Here is the heart of the matter: if God can take the worst evil—the cross—and turn it into the greatest good—the salvation of sinners—then no evil is beyond his governance, and no suffering is outside his redemptive purposes. This does not make evil good. It does not remove human guilt. But it anchors hope: the God who permitted the crucifixion and brought resurrection can be trusted with every other suffering we endure.

Paul’s thorn in the flesh illustrates how God’s permissive will operates in personal suffering. Paul writes, “A thorn was given me in the flesh, a messenger of Satan to harass me, to keep me from becoming conceited” (2 Cor. 12:7).
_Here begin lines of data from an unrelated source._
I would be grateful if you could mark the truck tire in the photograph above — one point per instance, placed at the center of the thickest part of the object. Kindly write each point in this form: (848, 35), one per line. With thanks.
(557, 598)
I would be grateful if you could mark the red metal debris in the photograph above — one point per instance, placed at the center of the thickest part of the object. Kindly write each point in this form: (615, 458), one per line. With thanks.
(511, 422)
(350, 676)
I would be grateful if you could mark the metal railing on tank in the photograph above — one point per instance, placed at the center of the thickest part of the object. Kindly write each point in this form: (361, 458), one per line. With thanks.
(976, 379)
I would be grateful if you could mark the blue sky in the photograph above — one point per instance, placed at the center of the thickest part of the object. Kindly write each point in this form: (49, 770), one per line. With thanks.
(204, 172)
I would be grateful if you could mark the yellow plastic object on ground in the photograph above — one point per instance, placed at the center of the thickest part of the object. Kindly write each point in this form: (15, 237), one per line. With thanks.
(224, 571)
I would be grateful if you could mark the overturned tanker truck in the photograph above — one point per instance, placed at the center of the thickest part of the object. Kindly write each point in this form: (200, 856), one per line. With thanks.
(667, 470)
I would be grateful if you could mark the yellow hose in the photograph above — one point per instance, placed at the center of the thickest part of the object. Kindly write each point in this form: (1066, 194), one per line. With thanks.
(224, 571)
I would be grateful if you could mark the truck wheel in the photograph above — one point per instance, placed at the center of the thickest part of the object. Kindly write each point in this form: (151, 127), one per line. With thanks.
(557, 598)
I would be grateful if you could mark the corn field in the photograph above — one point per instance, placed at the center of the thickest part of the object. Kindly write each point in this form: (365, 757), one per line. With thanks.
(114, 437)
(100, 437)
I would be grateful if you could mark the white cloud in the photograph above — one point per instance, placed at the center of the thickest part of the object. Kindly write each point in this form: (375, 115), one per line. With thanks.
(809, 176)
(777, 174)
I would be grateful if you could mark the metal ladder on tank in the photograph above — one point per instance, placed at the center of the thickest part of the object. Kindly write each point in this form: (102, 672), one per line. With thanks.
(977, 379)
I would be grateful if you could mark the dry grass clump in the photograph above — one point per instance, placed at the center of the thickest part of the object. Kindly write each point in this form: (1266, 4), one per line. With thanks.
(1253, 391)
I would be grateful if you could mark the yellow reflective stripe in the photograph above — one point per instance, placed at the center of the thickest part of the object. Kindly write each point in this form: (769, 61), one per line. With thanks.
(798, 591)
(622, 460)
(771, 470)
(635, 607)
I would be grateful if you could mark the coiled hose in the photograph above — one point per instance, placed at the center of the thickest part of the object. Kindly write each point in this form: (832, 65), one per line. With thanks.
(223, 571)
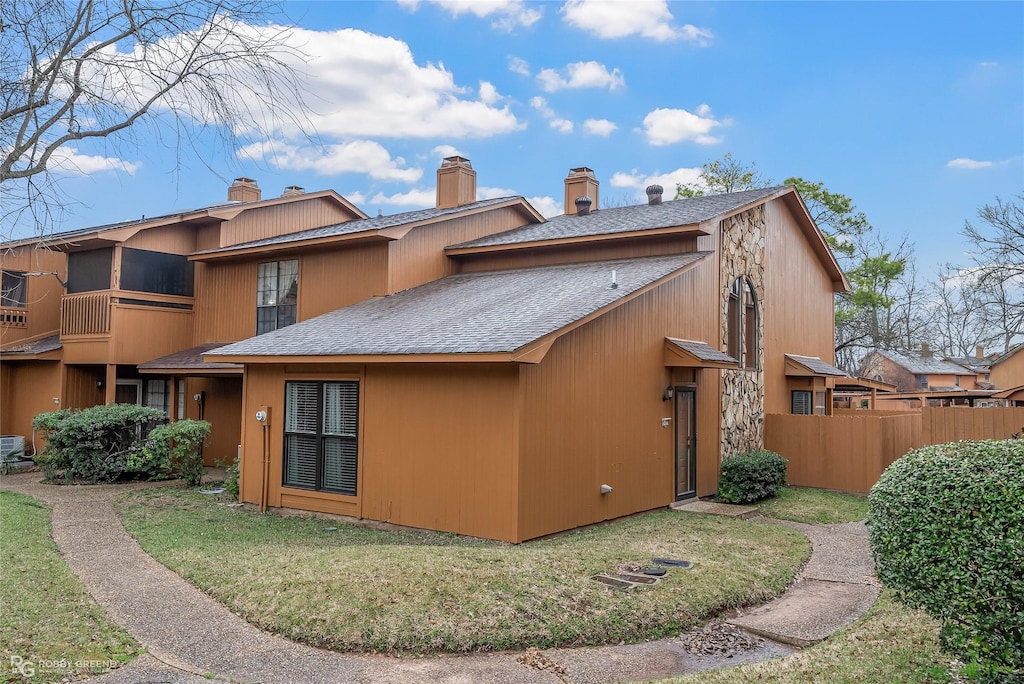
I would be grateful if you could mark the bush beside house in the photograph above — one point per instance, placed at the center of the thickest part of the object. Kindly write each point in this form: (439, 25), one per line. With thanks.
(105, 443)
(752, 476)
(947, 533)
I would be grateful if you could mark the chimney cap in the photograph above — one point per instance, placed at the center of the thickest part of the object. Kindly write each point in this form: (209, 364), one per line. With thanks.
(583, 204)
(654, 193)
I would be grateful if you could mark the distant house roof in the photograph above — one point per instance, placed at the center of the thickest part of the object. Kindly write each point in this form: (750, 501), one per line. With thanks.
(814, 366)
(626, 219)
(34, 347)
(372, 225)
(189, 361)
(925, 366)
(491, 312)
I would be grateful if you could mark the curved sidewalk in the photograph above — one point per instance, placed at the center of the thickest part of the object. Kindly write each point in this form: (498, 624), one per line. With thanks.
(190, 638)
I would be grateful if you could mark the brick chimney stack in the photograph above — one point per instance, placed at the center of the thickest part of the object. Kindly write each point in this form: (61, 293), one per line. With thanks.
(456, 182)
(581, 182)
(244, 189)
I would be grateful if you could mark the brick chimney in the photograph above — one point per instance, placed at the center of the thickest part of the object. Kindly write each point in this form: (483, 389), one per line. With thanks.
(580, 182)
(456, 182)
(244, 189)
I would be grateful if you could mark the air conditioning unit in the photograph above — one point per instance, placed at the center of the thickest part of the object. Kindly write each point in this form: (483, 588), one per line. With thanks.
(11, 447)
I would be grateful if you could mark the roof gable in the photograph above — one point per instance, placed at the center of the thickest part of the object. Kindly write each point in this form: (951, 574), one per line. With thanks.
(491, 312)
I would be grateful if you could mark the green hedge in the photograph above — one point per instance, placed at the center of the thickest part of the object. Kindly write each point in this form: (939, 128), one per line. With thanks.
(947, 533)
(751, 476)
(110, 442)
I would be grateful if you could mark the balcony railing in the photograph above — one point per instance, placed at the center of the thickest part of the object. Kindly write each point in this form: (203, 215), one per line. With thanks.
(86, 313)
(13, 316)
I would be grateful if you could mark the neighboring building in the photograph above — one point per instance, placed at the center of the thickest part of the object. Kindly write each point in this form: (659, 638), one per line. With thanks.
(473, 368)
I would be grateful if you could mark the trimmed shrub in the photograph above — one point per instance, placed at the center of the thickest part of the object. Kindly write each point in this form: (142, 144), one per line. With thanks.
(947, 533)
(751, 476)
(174, 450)
(95, 443)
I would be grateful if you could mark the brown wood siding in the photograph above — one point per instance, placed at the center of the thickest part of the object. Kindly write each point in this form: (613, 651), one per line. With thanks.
(419, 257)
(282, 219)
(577, 253)
(799, 304)
(331, 280)
(222, 409)
(225, 293)
(140, 334)
(593, 410)
(438, 447)
(177, 239)
(81, 389)
(42, 296)
(29, 389)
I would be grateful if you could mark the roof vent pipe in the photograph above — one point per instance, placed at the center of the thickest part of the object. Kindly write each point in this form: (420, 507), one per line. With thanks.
(583, 205)
(654, 194)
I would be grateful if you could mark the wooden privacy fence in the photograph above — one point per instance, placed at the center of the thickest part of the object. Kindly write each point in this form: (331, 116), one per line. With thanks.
(849, 451)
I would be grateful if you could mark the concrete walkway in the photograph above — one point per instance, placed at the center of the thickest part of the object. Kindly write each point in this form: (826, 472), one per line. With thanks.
(190, 638)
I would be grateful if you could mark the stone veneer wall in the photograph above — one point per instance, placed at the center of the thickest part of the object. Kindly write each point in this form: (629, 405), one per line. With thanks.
(742, 253)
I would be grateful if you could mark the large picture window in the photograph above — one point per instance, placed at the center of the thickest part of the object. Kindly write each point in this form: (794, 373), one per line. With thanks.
(741, 324)
(322, 421)
(276, 295)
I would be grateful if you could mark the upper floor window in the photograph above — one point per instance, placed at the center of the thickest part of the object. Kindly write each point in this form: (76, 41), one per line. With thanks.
(12, 289)
(742, 324)
(276, 294)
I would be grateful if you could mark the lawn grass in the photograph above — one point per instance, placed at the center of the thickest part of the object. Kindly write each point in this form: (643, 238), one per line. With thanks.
(47, 617)
(814, 506)
(360, 589)
(890, 643)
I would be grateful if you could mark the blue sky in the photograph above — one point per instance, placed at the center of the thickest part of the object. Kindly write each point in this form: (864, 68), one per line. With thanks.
(913, 110)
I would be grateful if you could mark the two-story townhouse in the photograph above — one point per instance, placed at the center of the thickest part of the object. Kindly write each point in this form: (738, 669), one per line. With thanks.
(94, 304)
(546, 376)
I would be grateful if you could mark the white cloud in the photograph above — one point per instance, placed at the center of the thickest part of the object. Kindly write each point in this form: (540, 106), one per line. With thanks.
(599, 127)
(507, 14)
(69, 160)
(518, 66)
(965, 163)
(561, 125)
(547, 206)
(639, 181)
(355, 157)
(619, 19)
(418, 199)
(581, 75)
(664, 126)
(488, 93)
(444, 151)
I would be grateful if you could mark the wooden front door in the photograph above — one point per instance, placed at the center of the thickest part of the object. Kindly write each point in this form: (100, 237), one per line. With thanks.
(686, 442)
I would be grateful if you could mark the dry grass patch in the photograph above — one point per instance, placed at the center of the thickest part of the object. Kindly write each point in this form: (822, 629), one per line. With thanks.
(890, 643)
(50, 629)
(814, 506)
(361, 589)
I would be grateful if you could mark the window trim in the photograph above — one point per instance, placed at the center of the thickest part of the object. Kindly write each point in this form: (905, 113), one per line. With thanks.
(322, 436)
(276, 306)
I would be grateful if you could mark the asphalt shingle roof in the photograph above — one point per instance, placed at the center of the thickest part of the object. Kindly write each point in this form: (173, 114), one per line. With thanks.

The thorn is from Satan—an affliction, not a blessing. Yet it is given—passive voice, implying God’s permission. Paul pleads three times for its removal, but God answers, “My grace is sufficient for you, for my power is made perfect in weakness” (2 Cor. 12:9). God permits the thorn, refuses to remove it, and uses it to display his power and keep Paul humble. Paul concludes, “For the sake of Christ, then, I am content with weaknesses, insults, hardships, persecutions, and calamities. For when I am weak, then I am strong” (2 Cor. 12:10). God’s permissive will allows suffering that he could prevent, yet his grace is present in it, and his purposes are accomplished through it.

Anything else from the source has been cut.